Что меня сразу смутило, так это то, что Борис был в панамке. Такой, знаете, то ли грибниковой, то ли рыболовной, то ли вообще пчеловодческой: с сеткой на всё лицо. Она совершенно не подходила к его брутальному типажу.
Более того, землянин достал второй такой же убор и нахлобучил мне на голову.
– Идём!
– Куда?
– На болота!
– Э-э… Зачем?
– Ты мне что, не веришь? – возмутился он.
–Естественно, нет!
– Ну и не верь, – парадоксально оскорбился Борис и учапал в закат.
Вот так загадочная душа. Я выругалась и потопала за ним. Борис не знал, что в лазарете я на всякий случай прихватила с собой скальпель и ножницы – они были заткнуты у меня за ремень. Нападёт – отвечу ему тем же.

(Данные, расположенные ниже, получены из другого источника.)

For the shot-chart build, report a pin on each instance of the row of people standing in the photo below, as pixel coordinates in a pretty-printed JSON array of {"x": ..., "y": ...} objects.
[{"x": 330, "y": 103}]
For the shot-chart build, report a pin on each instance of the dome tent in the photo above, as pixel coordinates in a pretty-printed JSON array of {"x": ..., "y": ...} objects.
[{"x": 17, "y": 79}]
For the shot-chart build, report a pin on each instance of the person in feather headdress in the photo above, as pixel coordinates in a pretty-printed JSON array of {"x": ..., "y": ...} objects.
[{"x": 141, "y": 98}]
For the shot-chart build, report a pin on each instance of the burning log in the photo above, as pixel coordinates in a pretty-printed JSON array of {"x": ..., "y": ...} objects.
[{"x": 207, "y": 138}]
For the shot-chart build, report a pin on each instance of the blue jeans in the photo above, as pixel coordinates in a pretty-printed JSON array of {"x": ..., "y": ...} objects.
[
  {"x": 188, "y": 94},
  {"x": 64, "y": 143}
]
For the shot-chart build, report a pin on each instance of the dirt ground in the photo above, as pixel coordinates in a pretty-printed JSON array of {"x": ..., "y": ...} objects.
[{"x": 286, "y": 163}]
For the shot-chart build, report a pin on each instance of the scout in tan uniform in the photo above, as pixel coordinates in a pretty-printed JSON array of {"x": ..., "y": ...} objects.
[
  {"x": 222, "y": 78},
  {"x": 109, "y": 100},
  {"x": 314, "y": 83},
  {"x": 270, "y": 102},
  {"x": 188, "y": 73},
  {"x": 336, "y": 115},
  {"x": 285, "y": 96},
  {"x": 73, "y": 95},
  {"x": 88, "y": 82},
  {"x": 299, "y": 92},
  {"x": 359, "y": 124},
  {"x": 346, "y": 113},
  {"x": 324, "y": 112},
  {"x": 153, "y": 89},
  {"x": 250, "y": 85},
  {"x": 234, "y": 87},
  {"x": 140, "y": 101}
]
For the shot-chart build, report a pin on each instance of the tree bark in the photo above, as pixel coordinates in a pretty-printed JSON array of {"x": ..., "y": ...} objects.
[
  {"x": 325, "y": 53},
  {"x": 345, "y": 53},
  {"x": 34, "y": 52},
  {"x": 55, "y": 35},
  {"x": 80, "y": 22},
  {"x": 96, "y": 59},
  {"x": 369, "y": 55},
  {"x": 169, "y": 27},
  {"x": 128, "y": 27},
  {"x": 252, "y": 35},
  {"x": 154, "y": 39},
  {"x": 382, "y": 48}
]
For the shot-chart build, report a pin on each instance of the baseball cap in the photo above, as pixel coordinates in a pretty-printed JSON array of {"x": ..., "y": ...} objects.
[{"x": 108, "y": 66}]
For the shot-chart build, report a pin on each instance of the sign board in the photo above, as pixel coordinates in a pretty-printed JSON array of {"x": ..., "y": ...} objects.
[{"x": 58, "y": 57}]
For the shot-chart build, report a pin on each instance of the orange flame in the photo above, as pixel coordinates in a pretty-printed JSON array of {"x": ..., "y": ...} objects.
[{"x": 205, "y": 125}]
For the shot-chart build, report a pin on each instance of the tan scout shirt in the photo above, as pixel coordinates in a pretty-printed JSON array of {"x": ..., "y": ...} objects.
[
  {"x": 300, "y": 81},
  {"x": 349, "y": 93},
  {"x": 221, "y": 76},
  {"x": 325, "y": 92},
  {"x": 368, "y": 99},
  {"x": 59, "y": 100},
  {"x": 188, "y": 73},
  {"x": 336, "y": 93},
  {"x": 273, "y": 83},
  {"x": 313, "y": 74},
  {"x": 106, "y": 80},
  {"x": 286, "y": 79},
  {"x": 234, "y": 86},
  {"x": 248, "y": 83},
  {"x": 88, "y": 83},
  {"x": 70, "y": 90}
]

«Кровавая резня землян в университете» – представила я заголовки и фыркнула: вот куда только судьба не заведёт, а… Вкупе с фантазией.

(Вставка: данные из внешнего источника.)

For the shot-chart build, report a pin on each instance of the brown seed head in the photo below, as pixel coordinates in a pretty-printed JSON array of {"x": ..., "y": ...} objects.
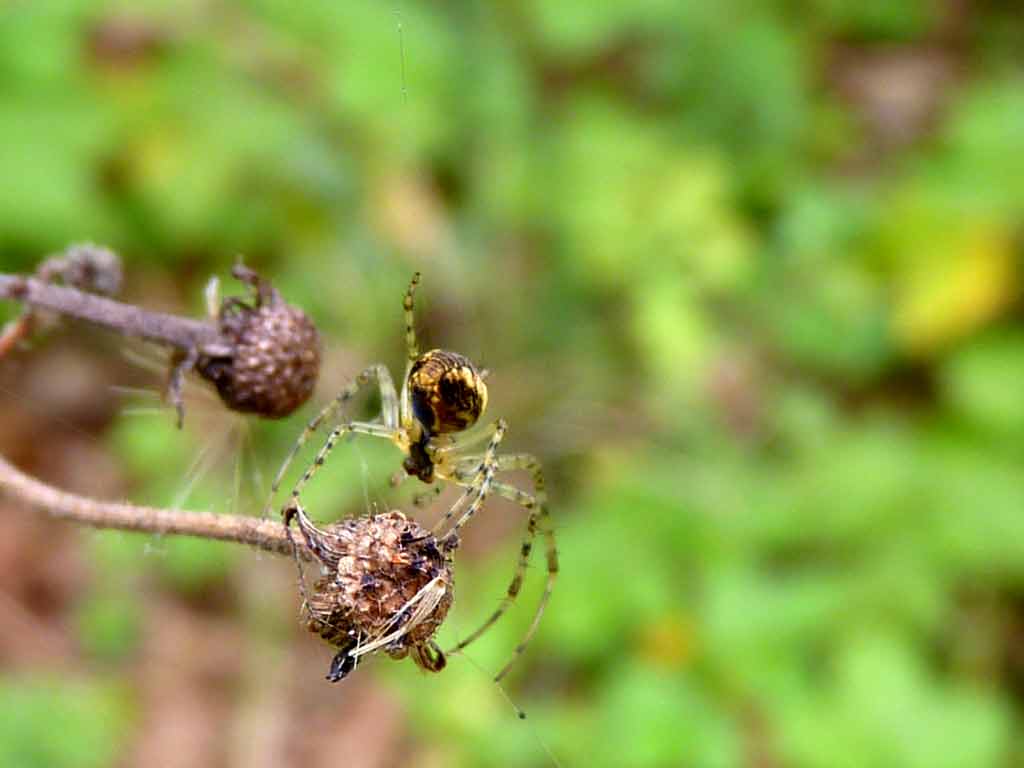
[
  {"x": 383, "y": 574},
  {"x": 273, "y": 357},
  {"x": 448, "y": 392}
]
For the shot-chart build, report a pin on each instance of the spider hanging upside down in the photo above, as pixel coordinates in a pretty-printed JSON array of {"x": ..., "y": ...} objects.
[{"x": 442, "y": 396}]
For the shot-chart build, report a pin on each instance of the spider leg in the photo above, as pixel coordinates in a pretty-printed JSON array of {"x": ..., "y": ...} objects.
[
  {"x": 413, "y": 349},
  {"x": 356, "y": 427},
  {"x": 389, "y": 416},
  {"x": 538, "y": 520},
  {"x": 478, "y": 486}
]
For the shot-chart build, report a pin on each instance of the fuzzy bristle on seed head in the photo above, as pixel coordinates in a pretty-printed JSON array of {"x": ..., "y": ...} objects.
[
  {"x": 384, "y": 576},
  {"x": 273, "y": 358}
]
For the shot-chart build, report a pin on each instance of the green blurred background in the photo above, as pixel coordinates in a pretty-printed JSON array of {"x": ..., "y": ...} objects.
[{"x": 747, "y": 276}]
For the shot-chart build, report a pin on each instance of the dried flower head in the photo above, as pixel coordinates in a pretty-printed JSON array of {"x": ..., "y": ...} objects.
[
  {"x": 271, "y": 359},
  {"x": 386, "y": 585}
]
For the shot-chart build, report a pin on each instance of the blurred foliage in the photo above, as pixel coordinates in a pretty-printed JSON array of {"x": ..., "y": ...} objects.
[{"x": 748, "y": 279}]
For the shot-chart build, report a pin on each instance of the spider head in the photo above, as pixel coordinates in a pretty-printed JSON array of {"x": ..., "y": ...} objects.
[{"x": 448, "y": 392}]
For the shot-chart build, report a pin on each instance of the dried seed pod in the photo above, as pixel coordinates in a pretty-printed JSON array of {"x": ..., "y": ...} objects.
[
  {"x": 271, "y": 360},
  {"x": 387, "y": 586}
]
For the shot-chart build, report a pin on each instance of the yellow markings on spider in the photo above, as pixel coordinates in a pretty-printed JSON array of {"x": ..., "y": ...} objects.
[{"x": 442, "y": 396}]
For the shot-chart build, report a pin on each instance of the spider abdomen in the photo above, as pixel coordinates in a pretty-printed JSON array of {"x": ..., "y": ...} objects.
[{"x": 446, "y": 391}]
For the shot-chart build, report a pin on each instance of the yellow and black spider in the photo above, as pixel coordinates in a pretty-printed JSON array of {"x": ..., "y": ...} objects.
[{"x": 443, "y": 394}]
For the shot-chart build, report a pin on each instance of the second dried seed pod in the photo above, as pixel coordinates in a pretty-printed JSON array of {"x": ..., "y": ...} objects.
[{"x": 271, "y": 359}]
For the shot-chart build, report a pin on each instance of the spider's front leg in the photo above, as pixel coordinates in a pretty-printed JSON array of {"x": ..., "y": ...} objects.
[
  {"x": 539, "y": 520},
  {"x": 389, "y": 416}
]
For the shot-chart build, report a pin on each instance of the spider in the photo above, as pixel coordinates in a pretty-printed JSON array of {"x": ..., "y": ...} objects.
[{"x": 442, "y": 395}]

Сначала мы шли сквозь обычный лес – всё темнеющий, всё разрастающийся мраком. Потом сквозь мёртвый – здесь шёпоты летали между старыми соснами, поскрипывали на ветру сухие ветви, а рыжая прошлогодняя хвоя мягко проседала под ногами.
План с панамками потерпел крах. Комары не кусали нас в лицо, а вот мои голые щиколотки быстро покрылись красными волдырями.
– Хочешь, подую? – предложил Бор, но я категорически отвергла эту идею.
Наконец началось болото. Для меня, столичной жительницы, проводящей по двенадцать часов в сутки за монитором, это было ещё одно чудо природы. Что-то булькало и хлюпало в тёмной влажной массе между кочками. Светлыми пробоинами мелькали бочаги. Алыми каплями горела местная клюква – плодоносящая, как объяснил Борис, круглый год.
И вот мы на месте: над гнилостным варевом болота качалось пять металлических чашек, подвешенных за верёвочки к ветвям деревьев. А в них мягко светились уложенные на дно кристаллы.
– Четыре дня они висят тут, насыщаясь парами, – сказал Бор. – Потом ещё на два дня я положу их в гнездо нойдичей в Чёрных горах. Потом на день запру в клетке и опущу в проточную воду. Потом на два часа уберу в…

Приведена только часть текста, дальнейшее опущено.